O segundo dia da reunião do Conselho Diretivo da Confederação Nacional dos Metalúrgicos da CUT (CNM/CUT) foi marcado por uma análise aprofundada da conjuntura política e econômica, além da definição de encaminhamentos estratégicos para o fortalecimento da organização sindical em todo o país.

Realizado de forma híbrida na sede da Central Única dos Trabalhadores, em São Paulo, o encontro reúne dirigentes de diversas regiões, consolidando um espaço nacional de articulação política, troca de experiências e construção coletiva de estratégias em defesa das trabalhadoras e trabalhadores da indústria.

Ao longo do dia, os debates abordaram o cenário econômico, os desafios da indústria nacional e a necessidade de ampliar a presença do movimento sindical nos locais de trabalho. Também foram discutidas ações concretas para a luta contra o feminicídio e a misoginia e para fortalecer sindicatos e federações em estados estratégicos, com destaque para iniciativas em Mato Grosso do Sul, Santa Catarina, Rondônia e na região Nordeste, reforçando o papel da CNM/CUT na organização e sustentação das entidades de base.

O presidente da CNM/CUT, Loricardo de Oliveira, destacou a importância do Conselho Diretivo como espaço de direção política e alinhamento nacional. “Estamos diante de um cenário desafiador, que exige unidade, organização e capacidade de ação. Este encontro é fundamental para consolidar nossa estratégia e garantir que ela chegue com força nos estados e nas bases”, afirmou.

O secretário-geral da CNM/CUT, Renato Almeida, o Renatinho, enfatizou a necessidade de transformar as definições políticas em ações concretas. “Nosso desafio é fazer com que cada decisão aqui tomada se traduza em organização real nos locais de trabalho.
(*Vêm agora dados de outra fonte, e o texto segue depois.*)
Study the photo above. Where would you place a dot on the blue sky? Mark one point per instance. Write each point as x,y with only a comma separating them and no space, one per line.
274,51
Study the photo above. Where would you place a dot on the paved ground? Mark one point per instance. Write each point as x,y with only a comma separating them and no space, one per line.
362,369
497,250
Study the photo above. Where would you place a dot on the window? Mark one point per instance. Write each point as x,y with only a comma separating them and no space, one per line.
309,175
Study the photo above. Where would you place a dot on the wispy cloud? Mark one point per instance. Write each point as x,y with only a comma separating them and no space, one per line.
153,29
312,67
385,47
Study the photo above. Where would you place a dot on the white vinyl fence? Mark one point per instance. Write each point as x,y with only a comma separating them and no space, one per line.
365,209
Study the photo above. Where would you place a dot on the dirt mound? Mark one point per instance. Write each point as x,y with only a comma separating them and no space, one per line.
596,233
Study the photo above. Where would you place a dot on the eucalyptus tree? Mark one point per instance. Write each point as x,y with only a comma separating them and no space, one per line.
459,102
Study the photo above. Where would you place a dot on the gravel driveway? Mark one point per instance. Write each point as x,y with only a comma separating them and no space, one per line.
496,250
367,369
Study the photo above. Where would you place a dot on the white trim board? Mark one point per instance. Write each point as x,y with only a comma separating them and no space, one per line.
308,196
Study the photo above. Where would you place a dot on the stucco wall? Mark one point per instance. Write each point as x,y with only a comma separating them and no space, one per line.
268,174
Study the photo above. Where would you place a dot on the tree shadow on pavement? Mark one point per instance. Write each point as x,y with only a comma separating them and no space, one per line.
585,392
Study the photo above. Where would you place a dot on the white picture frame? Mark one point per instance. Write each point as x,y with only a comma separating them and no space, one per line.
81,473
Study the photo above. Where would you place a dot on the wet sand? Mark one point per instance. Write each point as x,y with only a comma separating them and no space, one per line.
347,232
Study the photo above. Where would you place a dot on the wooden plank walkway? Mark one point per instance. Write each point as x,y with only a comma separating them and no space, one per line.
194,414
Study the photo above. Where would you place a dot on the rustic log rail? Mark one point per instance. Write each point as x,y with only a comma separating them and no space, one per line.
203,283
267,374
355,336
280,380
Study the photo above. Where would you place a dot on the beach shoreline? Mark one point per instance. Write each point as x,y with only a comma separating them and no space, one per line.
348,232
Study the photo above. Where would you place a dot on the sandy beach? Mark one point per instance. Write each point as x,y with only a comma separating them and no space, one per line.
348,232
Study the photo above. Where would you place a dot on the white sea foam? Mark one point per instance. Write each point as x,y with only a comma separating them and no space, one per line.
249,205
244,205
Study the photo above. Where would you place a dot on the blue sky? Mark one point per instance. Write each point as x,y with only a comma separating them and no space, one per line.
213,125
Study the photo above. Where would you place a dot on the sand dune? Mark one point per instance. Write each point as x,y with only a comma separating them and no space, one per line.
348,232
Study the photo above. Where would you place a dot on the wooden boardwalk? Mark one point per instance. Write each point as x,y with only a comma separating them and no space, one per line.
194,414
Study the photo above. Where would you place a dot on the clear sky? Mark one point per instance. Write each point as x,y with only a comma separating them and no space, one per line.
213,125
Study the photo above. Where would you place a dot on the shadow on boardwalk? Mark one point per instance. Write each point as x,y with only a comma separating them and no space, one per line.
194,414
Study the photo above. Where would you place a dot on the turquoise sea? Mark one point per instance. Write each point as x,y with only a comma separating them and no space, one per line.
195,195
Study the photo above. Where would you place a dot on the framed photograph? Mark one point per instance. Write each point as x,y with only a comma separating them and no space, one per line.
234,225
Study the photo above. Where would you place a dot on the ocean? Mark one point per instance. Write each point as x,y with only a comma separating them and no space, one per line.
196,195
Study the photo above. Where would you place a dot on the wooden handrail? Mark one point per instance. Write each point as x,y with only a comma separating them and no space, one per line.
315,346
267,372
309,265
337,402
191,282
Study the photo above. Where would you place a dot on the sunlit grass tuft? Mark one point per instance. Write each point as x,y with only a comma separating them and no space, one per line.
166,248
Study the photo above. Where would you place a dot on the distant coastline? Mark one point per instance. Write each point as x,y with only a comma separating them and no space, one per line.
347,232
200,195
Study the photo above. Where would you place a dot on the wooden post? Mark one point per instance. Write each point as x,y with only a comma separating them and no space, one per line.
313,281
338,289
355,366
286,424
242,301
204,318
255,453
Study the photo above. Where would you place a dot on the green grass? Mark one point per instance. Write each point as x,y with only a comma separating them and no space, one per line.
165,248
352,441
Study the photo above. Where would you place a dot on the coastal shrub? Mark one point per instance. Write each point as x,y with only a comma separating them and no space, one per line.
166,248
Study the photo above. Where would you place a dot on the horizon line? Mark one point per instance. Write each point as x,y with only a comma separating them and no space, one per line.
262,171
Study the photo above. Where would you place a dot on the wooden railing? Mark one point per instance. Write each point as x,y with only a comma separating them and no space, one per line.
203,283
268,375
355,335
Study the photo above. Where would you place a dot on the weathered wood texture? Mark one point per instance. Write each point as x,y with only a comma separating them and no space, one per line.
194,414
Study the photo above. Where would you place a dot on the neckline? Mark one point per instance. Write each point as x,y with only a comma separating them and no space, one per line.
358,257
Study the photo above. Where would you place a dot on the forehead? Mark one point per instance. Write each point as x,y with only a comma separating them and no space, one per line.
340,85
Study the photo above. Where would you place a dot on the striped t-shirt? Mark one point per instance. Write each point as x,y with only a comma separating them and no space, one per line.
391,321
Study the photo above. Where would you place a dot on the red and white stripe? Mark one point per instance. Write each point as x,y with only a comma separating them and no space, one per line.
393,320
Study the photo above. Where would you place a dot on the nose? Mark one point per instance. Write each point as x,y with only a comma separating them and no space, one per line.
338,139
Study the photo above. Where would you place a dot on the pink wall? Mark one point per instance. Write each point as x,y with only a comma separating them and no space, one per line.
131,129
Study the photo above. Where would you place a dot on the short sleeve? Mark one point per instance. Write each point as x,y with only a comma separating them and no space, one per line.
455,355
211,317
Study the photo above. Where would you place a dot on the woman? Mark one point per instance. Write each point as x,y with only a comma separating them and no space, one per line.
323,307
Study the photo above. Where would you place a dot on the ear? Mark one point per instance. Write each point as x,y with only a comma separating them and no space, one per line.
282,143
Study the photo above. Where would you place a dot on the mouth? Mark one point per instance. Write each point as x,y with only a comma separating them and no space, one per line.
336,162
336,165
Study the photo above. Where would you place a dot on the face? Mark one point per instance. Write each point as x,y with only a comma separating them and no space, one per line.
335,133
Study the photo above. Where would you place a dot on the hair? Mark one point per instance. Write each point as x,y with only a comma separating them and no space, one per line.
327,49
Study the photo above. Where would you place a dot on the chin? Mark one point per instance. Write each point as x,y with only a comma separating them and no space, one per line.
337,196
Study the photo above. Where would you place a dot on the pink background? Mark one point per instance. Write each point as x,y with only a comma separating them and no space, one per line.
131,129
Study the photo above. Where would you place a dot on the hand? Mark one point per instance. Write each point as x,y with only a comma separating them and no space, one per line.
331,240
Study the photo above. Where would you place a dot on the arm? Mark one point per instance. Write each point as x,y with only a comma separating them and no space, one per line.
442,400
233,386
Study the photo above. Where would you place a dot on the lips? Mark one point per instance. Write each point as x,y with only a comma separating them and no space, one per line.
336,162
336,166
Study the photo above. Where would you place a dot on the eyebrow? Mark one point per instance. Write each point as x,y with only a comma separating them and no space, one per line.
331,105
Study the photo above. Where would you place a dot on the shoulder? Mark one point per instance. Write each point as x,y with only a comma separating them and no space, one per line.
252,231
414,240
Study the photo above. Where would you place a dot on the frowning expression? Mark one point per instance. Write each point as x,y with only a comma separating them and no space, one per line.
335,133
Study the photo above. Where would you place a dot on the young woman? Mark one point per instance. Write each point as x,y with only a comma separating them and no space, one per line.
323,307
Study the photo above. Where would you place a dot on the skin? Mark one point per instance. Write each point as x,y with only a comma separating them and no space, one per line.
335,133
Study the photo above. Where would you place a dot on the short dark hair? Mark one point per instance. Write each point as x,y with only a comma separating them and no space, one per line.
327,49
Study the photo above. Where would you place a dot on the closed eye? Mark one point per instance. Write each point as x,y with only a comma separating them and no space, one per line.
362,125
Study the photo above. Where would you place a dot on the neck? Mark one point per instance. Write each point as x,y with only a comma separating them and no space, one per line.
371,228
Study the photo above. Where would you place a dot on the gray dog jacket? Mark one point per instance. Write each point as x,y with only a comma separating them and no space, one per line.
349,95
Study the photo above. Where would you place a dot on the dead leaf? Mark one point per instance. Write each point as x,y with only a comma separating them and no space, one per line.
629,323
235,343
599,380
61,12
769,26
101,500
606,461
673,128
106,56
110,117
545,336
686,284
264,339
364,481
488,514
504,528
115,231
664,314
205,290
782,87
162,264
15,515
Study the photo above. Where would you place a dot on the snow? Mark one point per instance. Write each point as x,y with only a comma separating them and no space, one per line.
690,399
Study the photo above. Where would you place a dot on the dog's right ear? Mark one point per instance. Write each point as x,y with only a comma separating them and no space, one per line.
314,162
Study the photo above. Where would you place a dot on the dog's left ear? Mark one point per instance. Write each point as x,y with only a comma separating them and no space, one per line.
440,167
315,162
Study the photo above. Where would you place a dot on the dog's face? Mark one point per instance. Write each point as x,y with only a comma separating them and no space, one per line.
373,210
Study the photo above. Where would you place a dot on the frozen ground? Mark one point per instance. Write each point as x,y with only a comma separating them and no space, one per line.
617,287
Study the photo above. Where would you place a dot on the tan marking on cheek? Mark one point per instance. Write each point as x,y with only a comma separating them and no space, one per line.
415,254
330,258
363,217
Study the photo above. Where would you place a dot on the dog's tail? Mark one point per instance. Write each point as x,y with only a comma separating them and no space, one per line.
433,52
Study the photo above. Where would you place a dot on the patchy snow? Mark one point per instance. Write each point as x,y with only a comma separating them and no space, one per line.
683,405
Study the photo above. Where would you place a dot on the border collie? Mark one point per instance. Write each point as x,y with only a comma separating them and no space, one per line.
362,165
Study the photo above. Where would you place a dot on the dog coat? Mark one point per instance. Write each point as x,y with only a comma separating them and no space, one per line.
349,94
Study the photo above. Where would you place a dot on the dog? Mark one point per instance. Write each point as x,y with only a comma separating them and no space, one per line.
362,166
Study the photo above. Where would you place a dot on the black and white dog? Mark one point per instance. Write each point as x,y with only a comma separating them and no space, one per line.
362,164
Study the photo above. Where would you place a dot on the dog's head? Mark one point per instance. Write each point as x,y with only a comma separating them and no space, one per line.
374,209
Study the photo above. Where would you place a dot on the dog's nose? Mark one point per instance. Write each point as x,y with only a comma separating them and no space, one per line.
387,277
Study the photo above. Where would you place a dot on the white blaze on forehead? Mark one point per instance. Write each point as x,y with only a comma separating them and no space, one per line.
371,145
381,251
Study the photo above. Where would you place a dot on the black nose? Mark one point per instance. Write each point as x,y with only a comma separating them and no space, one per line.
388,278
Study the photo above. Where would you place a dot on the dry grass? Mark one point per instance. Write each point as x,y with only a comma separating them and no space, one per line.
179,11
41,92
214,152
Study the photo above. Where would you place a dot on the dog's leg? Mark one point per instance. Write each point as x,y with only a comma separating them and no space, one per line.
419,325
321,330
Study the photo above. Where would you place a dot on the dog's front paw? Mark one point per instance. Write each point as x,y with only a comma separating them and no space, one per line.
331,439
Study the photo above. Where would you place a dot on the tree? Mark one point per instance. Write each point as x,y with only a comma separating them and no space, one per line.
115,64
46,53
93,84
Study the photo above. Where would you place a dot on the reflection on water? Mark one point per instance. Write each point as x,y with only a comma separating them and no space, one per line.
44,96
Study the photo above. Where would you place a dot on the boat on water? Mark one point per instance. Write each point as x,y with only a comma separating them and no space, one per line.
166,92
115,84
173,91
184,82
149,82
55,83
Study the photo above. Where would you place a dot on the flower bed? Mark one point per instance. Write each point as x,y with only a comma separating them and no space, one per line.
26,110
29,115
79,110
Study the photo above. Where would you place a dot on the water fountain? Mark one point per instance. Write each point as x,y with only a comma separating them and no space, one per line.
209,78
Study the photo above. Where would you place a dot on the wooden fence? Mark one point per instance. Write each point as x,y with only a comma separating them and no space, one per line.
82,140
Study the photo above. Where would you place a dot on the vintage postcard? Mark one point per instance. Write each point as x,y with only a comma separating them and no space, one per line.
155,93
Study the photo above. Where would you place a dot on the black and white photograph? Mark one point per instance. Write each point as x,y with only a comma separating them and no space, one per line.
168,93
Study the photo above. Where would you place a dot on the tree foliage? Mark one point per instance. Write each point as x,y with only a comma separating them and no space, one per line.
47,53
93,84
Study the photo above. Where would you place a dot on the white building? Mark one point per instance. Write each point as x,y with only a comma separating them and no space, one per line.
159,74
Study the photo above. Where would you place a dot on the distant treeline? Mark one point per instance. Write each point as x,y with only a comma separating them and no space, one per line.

É na base que construímos força para enfrentar os desafios e avançar nas conquistas da categoria”, ressaltou.

Temas estruturais
O encontro também contou com um momento de reflexão e aprofundamento sobre temas estruturais que atravessam a organização da classe trabalhadora. A participação da militante feminista Deise Recoaro contribuiu para ampliar o debate sobre as múltiplas formas de opressão presentes na sociedade e no mundo do trabalho. “A violência e a desigualdade não são fenômenos isolados, fazem parte de um sistema que combina exploração econômica com desigualdades de gênero, raça e classe. Enfrentar isso exige ação coletiva e compromisso político do movimento sindical”, destacou.

A secretária de Mulheres da CNM/CUT, Maria de Jesus, reforçou a importância de incorporar essas pautas de forma permanente na atuação sindical. “É fundamental que o movimento sindical assuma essas discussões como parte da sua estratégia política, fortalecendo a luta por igualdade e enfrentando todas as formas de violência também dentro dos locais de trabalho”, afirmou.

A reunião também reforçou a centralidade de pautas estruturais para o ramo metalúrgico, como a defesa do emprego, da renda e da indústria nacional, além da necessidade de avançar em agendas como a redução da jornada de trabalho sem redução salarial e o enfrentamento à precarização.

Outro ponto destacado foi a importância de ampliar a formação sindical e qualificar dirigentes para atuar em temas estratégicos, como política industrial e participação em espaços institucionais de debate, incluindo grupos de trabalho junto ao governo federal.

“Saímos deste encontro mais fortalecidos, com unidade política e com clareza dos desafios que temos pela frente. O momento exige de nós organização, presença na base e capacidade de mobilização. A CNM/CUT seguirá cumprindo seu papel de articular nacionalmente a luta da categoria, defender a indústria, os empregos e os direitos, e construir, junto com os trabalhadores e trabalhadoras, um projeto de país mais justo e desenvolvido”, finalizou Loricardo.